Register on the Conference Website here: https://www.stat.uga.edu/events/content/2022/2023-bradley-lecture
History of the Bradley Lecture
The University of Georgia Department of Statistics and the Statistics Club are proud to host the 29th Annual Bradley Lecture. The event honors former faculty member Dr. Ralph A. Bradley, who was born on November 28, 1923 in Smith Falls, Ontario, Canada, and who grew up in the village of Wellington. After graduating from Queen’s University in 1944 with an honors degree in mathematics and physics, he served in the Canadian Army from 1944 to 1945, and afterwards earned his Masters of Arts degree in 1946. He received his PhD in 1949 at the University of North Carolina Chapel Hill, and went on to a very distinguished career. He was founder of the Department of Statistics at Florida State University and served as its chair from 1959 to 1978. He joined UGA in 1982.
Dr. Ralph Bradley made many contributions to the field of statistics as a researcher in design of experiments, nonparametric statistics, sequential analysis and multivariate analysis. He also had an exemplary record of service to the profession of statistics as a member of ASA, IMS, ISI, as well as by serving as a president of ASA in 1981.
The Bradley Lecture provides an opportunity for UGA graduate students to interact with the speaker, who is normally an eminent statistician of their choice. After the seminar in the afternoon, the speaker gives an after-dinner presentation and often stays for the next day’s spring picnic to mingle with faculty and students.
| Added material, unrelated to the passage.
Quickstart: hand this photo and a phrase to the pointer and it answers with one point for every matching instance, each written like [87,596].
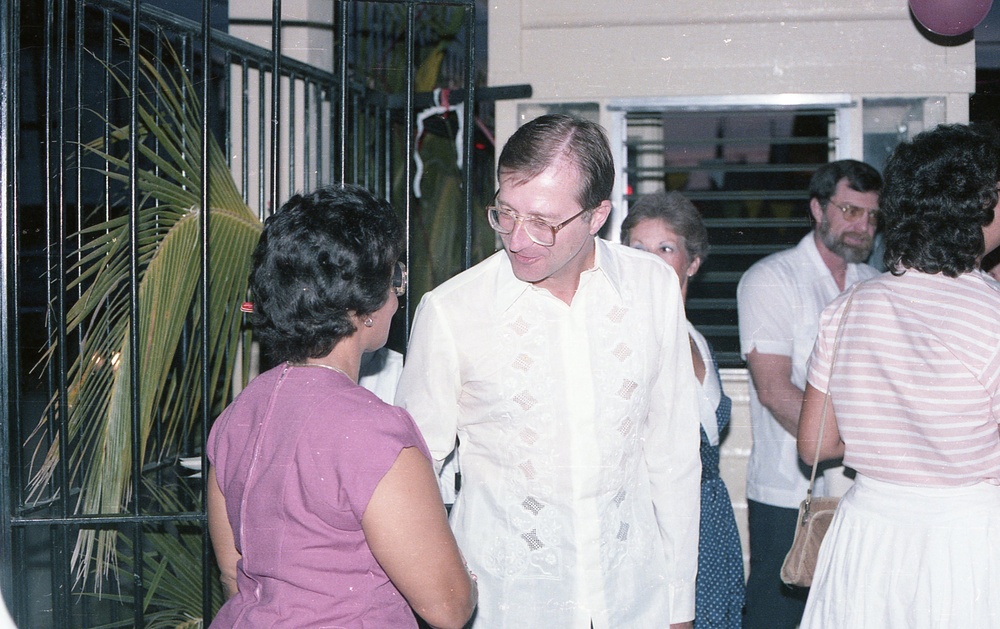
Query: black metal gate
[108,379]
We hope you’ll join us for what should be an informative and exciting event!
About the Speaker
Dr. Dylan Small is the Universal Furniture Professor of Statistics and Data Science and Department Chair at the Wharton School at the University of Pennsylvania. Dr. Small obtained his PhD in Statistics from Stanford University in 2002 and his BA at Harvard University in 1997. He is a statistician whose research focuses on causal inference and applications to health studies. In particular, Dr. Small’s research interests include causal inference, design and analysis of experiments and observational studies for comparing treatments, longitudinal data, measurement error and applications of statistics to health and public policy. He has served the statistical community by acting as an Associate Editor for numerous journals, including the Journal of Educational and Behavioral Statistics, The American Statistician, Journal of Causal Inference, Journal of the Royal Statistical Society Series B, and the Journal of Quantitative Analysis in Sports. He is the founding Editor of the journal Observational Studies and is the current co-editor of the Journal of the American Statistical Association - Theory and Methods section. In 2013,
Dr. Small received the honor of being named an American Statistical Association Fellow. He delivered the Steve Feinberg Memorial Lecture Series in Advanced Analytics Lecture, Carnegie Mellon University in 2018 and the prestigious IMS Medallion Lecture in 2022. Dr. Small has published more than 216 peer reviewed papers in prestigious journals and advised 28 Ph.D. students on their dissertations, and has mentored several undergraduates and postdoctoral fellows on research.